There are, of course, exceptions. Some Universities do classified or sensitive research where the result is not broadly published. There are fully classified labs associated with Universities, and some that just have sensitive research. But in general these are special exceptions and should be approached on a case-by-case basis, rather than with some blanket law. The assumption for University research should be: assumed fully transparent, except where there is a specific reason it isn't.



I'm not disputing that, what I was (poorly) trying to communicate is that the pervasiveness of academic espionage chain is incredibly widespread. It relies heavily on the underfunded, international graduate students.

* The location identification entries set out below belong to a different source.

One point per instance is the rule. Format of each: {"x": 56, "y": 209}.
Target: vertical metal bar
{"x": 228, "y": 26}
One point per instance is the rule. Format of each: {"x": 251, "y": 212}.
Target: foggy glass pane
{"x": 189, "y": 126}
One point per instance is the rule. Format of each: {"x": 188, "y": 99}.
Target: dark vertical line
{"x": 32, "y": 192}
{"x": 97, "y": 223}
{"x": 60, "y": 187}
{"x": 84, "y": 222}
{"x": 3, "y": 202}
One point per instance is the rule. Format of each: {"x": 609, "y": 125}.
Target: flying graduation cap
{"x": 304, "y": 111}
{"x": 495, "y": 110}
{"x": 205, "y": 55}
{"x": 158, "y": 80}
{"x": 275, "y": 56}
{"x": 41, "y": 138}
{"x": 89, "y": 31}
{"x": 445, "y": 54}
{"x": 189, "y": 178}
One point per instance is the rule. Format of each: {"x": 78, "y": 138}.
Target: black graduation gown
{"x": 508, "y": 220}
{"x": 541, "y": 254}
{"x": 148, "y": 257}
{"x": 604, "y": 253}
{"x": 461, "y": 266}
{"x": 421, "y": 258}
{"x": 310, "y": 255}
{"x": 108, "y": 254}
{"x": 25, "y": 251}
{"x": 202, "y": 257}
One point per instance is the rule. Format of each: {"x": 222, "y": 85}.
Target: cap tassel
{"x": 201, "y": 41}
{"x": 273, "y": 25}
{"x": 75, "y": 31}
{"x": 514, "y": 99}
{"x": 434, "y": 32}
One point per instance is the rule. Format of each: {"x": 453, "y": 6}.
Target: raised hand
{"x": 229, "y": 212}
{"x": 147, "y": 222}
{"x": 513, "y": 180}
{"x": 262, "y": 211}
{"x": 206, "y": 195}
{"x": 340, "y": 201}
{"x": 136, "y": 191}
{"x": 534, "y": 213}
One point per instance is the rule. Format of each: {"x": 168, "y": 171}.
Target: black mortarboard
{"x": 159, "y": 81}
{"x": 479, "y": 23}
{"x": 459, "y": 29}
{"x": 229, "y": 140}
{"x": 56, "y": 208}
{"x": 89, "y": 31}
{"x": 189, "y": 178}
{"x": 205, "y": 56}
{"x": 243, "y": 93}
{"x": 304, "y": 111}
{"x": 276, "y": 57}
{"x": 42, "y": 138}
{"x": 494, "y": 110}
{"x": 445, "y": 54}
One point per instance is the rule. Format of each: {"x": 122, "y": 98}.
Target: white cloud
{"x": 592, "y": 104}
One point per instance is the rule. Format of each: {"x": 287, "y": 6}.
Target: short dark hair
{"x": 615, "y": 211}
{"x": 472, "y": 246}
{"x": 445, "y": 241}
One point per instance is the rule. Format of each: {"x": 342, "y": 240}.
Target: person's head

Many things are open research and intentionally funded as so, until a dual-use is found. My example was meant to show something that was intentionally funded and released openly, but only because USSR didn't know what they had and it's implications.

My personal confidence in this administration to do anything here in a meaningful way is non-existent. However, the very real problem of academic research funded by American dollars, in American labs, being passed to Geo-political adversaries before publish is pervasive and difficult to solve.

In a purely academic sense: i agree research should be fully transparent, except when a specific reason exists. The point is that sometimes we do not know it shouldn't be and that can be a real critical mistake. A way, and not the only way, to de-risk that is to enforce more strict criterion on the researcher(s) themselves.

Also: thank you for taking the time to reply. I'm a big fan of your work and personal blog.